Por falar em algo que está mal: concorda com o modo como os atuais manuais escolares abordam a questão da alimentação? De que forma se poderia trabalhar a literacia alimentar e nutricional das escolas face à que é feita atualmente?

Os manuais escolares podem ser um bom instrumento para melhorarmos a literacia alimentar das crianças. Há algumas disciplinas, nomeadamente as Ciências da Natureza, que contemplam algumas questões na área alimentar. Mas o que me parece, é que, muitas das vezes, essas matérias são abordadas de uma forma excessiva do ponto de vista nutricional e pouco compreensiva do ponto de vista alimentar. O que nós queremos é que, no final do dia e dos seus estudos, as crianças tenham os instrumentos para optar por melhores escolhas alimentares. Nesse sentido, os manuais escolares já precisavam de ter uma volta.

Mas é preciso, para além dos manuais, ter outras estratégias para aumentar a literacia das crianças. Grandes campanhas, em termos da educação alimentar, seriam interessantes e desejáveis. E ter uma disciplina específica, que abordasse várias componentes para a criança cultivar bons comportamentos ao longo do seu dia, também. Quando o Ministério da Educação se preocupar mais com a educação e não só com o ensino, e perceber que as questões comportamentais das crianças são de uma importância estrutural, aí vamos estar, provavelmente, num bom momento. Agora, será que não é pedir demais ao Ministério da Educação? Será que não deveria haver uma secretaria de Estado específica para esta matéria? Porventura. Mas é preciso que se desenhe o que deveria acontecer para termos crianças com mais literacia e maior capacidade de fazer escolhas alimentares saudáveis. É evidente que as crianças são os adultos de manhã. E, se eles não tiverem os instrumentos suficientes para serem cidadãos informados, não vamos ter a sociedade que desejamos.

O projeto de intervenção alimentar Ver Para Querer, desenvolvido pela Ordem na escola EB 2/3 de Amarante, procurou alertar os jovens para o desperdício alimentar.  Foi, ainda, responsável pela decoração da cantina, tabuleiros e tigelas, assim como pela elaboração das ementas por um nutricionista. Qual o balanço que faz desse projeto?

Foi um gosto implementar esse projeto-piloto. Os professores estiveram muito envolvidos e, apesar do curto espaço de tempo, os resultados foram muito interessantes.
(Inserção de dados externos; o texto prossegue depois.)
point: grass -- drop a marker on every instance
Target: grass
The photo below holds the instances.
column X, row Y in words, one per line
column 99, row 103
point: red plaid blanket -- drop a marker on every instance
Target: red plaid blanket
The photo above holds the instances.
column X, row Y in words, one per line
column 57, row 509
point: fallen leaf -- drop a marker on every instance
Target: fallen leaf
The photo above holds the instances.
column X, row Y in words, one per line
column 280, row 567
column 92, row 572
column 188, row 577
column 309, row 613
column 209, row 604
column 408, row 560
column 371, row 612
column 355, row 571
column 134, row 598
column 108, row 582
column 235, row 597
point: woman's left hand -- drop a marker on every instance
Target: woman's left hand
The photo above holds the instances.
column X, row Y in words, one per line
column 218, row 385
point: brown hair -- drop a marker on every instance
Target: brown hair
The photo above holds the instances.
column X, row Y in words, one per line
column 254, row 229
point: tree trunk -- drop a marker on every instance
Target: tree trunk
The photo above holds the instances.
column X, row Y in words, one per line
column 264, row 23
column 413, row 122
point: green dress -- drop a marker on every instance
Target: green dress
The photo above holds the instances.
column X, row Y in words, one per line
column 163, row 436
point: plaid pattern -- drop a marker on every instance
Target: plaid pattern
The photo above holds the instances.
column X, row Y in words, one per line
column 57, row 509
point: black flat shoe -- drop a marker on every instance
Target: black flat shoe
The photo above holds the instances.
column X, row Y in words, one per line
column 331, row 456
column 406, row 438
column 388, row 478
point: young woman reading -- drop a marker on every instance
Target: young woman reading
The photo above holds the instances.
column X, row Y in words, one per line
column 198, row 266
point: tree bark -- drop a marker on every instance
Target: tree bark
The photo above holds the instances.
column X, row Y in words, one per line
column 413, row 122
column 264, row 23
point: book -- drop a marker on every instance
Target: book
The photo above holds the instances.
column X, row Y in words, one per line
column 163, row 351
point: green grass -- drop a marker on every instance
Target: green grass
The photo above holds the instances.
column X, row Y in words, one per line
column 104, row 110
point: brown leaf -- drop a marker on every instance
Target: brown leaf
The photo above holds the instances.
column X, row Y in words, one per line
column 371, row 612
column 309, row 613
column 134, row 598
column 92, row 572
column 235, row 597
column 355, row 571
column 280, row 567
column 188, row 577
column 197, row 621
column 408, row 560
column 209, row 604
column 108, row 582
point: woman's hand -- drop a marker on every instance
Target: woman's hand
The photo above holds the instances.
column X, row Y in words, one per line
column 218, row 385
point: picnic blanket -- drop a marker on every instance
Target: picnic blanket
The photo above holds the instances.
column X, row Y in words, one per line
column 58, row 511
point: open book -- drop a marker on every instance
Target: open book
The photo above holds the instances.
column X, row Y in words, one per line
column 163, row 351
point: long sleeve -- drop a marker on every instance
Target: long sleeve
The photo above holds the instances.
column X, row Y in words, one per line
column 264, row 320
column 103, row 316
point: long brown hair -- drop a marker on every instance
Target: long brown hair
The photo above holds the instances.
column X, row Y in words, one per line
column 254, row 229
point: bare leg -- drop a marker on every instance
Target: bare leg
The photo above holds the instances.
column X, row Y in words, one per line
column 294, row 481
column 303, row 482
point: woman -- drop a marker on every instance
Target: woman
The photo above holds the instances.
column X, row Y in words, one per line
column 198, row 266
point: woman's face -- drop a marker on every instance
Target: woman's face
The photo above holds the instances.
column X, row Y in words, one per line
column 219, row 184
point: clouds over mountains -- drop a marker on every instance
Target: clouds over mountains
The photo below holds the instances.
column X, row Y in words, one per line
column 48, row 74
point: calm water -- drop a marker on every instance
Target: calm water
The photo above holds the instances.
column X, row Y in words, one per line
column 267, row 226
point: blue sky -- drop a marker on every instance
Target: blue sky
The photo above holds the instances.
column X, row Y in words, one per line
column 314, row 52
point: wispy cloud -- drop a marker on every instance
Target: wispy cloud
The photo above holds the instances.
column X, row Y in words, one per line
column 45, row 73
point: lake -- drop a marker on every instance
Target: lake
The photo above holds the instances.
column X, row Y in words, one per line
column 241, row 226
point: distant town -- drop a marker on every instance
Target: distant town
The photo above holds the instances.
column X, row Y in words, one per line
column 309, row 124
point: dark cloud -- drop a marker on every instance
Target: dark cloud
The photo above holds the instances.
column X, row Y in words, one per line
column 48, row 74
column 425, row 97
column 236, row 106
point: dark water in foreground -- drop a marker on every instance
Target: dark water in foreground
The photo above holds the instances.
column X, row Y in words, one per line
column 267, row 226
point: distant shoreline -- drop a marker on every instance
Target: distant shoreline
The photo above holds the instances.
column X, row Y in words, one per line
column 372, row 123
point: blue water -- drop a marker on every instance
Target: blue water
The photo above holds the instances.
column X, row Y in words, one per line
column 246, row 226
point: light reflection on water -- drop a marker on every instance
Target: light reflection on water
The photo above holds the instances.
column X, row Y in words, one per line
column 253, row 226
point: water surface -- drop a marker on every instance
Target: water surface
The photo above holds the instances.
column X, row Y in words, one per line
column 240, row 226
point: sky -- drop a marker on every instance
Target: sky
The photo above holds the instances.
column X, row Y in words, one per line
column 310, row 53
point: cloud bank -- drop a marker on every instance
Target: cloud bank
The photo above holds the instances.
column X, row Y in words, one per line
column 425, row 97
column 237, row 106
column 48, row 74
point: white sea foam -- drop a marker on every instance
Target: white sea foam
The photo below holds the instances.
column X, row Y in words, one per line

E preocupa-me se não puder ser dado seguimento àquilo que foi o início do projeto, porque acaba por contemplar as várias áreas que devem ser trabalhadas numa escola em matéria alimentar. Posso avançar que vai ser replicado numa ou duas escolas do Porto e, modelos como este, também existem em outras escolas do país. Mas nós não podemos ficar satisfeitos que uma, duas, quinze ou vinte escolas tenham projetos como este.

Só podemos ficar satisfeitos quando dissermos que a totalidade das escolas portuguesas tem uma cultura alimentar saudável. Há, portanto, ainda muito trabalho pela frente. Não podemos ter a presunção de dizer que se fez tudo o que havia para fazer. Se a ação não for continuada, é certo que, daqui a um mês ou um ano, vamos entrar nas escolas e o cenário alimentar vai ser o mesmo do passado. Essas iniciativas e estratégias têm de ser contínuas; não podemos conceber que se trate a matéria alimentar hoje e esta fique resolvida para o futuro. As crianças de hoje não são as mesmas de amanhã e as matérias que dizem respeito aos comportamentos alimentares têm de ser sempre trabalhadas.